At our first campground on the trip, there was no sewer connection or a dump station. But the meters said our black water tank wasn’t full and the next campground had a dump station. Ideally you want a sewer hook up at your site, but a dump station just means you gotta stop as you’re leaving and dump it all out. When I went to the dump station, and opened the outflow on my RV the outflow started dumping what was in the black water tank.  Did I say yuccch! yet?  Apparently, I had not closed the shut off valve from the black tank all the way. There was a lot of very brown water and some solid brown clumps as well all around my RV in the camp parking lot. Fortunately, they always have a hose available at the dump site and I immediately began hosing it towards the sewer pipe where my dump hose was supposed to go.  The campground manager was really nice about it, and we got it pretty well cleaned up. There was a huge downpour coming that night, so by the morning all was clear.

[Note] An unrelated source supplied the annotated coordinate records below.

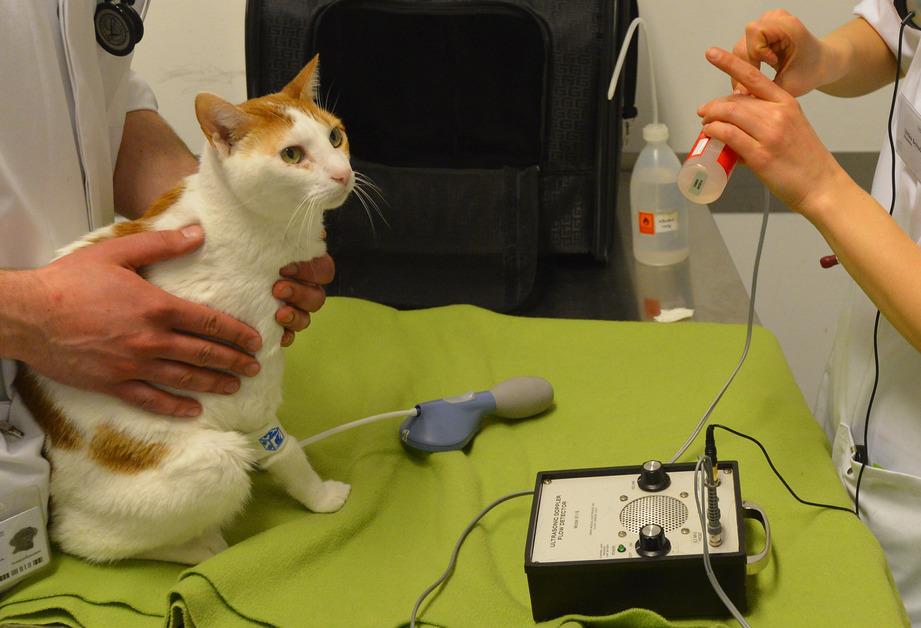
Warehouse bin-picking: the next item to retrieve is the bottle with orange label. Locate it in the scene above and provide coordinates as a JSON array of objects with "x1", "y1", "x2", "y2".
[
  {"x1": 678, "y1": 131, "x2": 739, "y2": 205},
  {"x1": 630, "y1": 123, "x2": 689, "y2": 266}
]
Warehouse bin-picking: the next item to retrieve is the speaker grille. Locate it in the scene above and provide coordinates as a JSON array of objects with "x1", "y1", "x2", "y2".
[{"x1": 620, "y1": 495, "x2": 688, "y2": 533}]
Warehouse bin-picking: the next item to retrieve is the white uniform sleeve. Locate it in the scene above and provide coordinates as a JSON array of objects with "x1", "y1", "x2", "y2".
[
  {"x1": 125, "y1": 70, "x2": 157, "y2": 112},
  {"x1": 854, "y1": 0, "x2": 921, "y2": 72}
]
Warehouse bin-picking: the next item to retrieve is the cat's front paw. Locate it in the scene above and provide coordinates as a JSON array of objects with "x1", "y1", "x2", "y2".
[{"x1": 304, "y1": 480, "x2": 352, "y2": 512}]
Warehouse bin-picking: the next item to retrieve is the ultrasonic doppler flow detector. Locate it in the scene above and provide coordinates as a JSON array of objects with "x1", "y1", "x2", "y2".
[{"x1": 525, "y1": 460, "x2": 771, "y2": 621}]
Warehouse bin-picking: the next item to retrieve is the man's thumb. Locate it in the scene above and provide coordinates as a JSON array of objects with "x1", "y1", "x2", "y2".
[{"x1": 104, "y1": 225, "x2": 205, "y2": 269}]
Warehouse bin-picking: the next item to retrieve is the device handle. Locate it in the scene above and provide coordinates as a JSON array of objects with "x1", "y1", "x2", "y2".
[{"x1": 742, "y1": 502, "x2": 771, "y2": 576}]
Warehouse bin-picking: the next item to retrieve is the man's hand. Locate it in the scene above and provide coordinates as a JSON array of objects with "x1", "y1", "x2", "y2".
[
  {"x1": 0, "y1": 225, "x2": 262, "y2": 416},
  {"x1": 272, "y1": 255, "x2": 336, "y2": 347}
]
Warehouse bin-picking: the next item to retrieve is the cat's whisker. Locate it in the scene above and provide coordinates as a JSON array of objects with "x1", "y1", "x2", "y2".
[
  {"x1": 355, "y1": 170, "x2": 383, "y2": 198},
  {"x1": 355, "y1": 172, "x2": 390, "y2": 207},
  {"x1": 297, "y1": 194, "x2": 323, "y2": 253},
  {"x1": 355, "y1": 184, "x2": 393, "y2": 229},
  {"x1": 282, "y1": 192, "x2": 311, "y2": 241},
  {"x1": 353, "y1": 185, "x2": 377, "y2": 238}
]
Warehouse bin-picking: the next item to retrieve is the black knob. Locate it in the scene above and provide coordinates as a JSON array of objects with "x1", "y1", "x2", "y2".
[
  {"x1": 637, "y1": 460, "x2": 672, "y2": 493},
  {"x1": 636, "y1": 523, "x2": 672, "y2": 558}
]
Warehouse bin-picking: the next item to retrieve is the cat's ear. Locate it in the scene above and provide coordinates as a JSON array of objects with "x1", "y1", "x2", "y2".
[
  {"x1": 195, "y1": 92, "x2": 255, "y2": 153},
  {"x1": 281, "y1": 53, "x2": 320, "y2": 103}
]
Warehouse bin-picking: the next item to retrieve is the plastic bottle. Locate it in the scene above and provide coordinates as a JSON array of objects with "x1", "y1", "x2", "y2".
[
  {"x1": 678, "y1": 131, "x2": 739, "y2": 205},
  {"x1": 630, "y1": 124, "x2": 689, "y2": 266}
]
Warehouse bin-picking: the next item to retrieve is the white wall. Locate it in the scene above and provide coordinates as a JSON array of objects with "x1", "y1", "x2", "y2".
[
  {"x1": 134, "y1": 0, "x2": 888, "y2": 153},
  {"x1": 132, "y1": 0, "x2": 246, "y2": 152}
]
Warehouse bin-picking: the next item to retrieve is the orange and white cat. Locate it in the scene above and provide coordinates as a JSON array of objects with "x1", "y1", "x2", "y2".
[{"x1": 17, "y1": 57, "x2": 355, "y2": 564}]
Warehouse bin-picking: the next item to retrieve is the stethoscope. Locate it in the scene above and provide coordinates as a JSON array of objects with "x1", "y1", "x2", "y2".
[{"x1": 93, "y1": 0, "x2": 147, "y2": 57}]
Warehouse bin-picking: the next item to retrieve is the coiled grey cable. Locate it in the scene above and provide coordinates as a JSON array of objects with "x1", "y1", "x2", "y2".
[
  {"x1": 694, "y1": 456, "x2": 751, "y2": 628},
  {"x1": 409, "y1": 491, "x2": 534, "y2": 628},
  {"x1": 669, "y1": 187, "x2": 771, "y2": 463}
]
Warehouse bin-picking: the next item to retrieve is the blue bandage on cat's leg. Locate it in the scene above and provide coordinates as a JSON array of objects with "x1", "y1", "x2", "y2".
[{"x1": 262, "y1": 424, "x2": 351, "y2": 512}]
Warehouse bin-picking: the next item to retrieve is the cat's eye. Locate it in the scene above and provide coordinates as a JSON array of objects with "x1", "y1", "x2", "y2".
[{"x1": 281, "y1": 146, "x2": 304, "y2": 164}]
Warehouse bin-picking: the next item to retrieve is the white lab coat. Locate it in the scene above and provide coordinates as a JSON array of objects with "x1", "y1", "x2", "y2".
[
  {"x1": 816, "y1": 0, "x2": 921, "y2": 626},
  {"x1": 0, "y1": 0, "x2": 156, "y2": 516}
]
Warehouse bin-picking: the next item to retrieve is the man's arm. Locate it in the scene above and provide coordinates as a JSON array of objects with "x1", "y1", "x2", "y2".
[{"x1": 113, "y1": 109, "x2": 198, "y2": 219}]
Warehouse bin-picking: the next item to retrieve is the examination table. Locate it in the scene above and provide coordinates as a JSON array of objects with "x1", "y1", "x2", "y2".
[{"x1": 0, "y1": 298, "x2": 907, "y2": 628}]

Taking your motel room with you when you travel means you take along all the maintenance and maintenance horror stories that in a motel you only experience as something that happens to you. In an RV you are a full participant. Right now we are in New Orleans and walking around I recognized that in order to cross streets at cross walks, just don’t wait for traffic to stop for you. Instead you participate by telling the car drivers that you want to cross. It’s always nonverbal communication, and nobody gets cross with the other party of a street crossing transaction. The only time I saw a driver getting upset was with a woman who crossed as if it was her right. She was not participating. We are enjoying our trip immensely because whether its poop in the parking lot or crossing a street full of people and traffic, we are participating in all of it.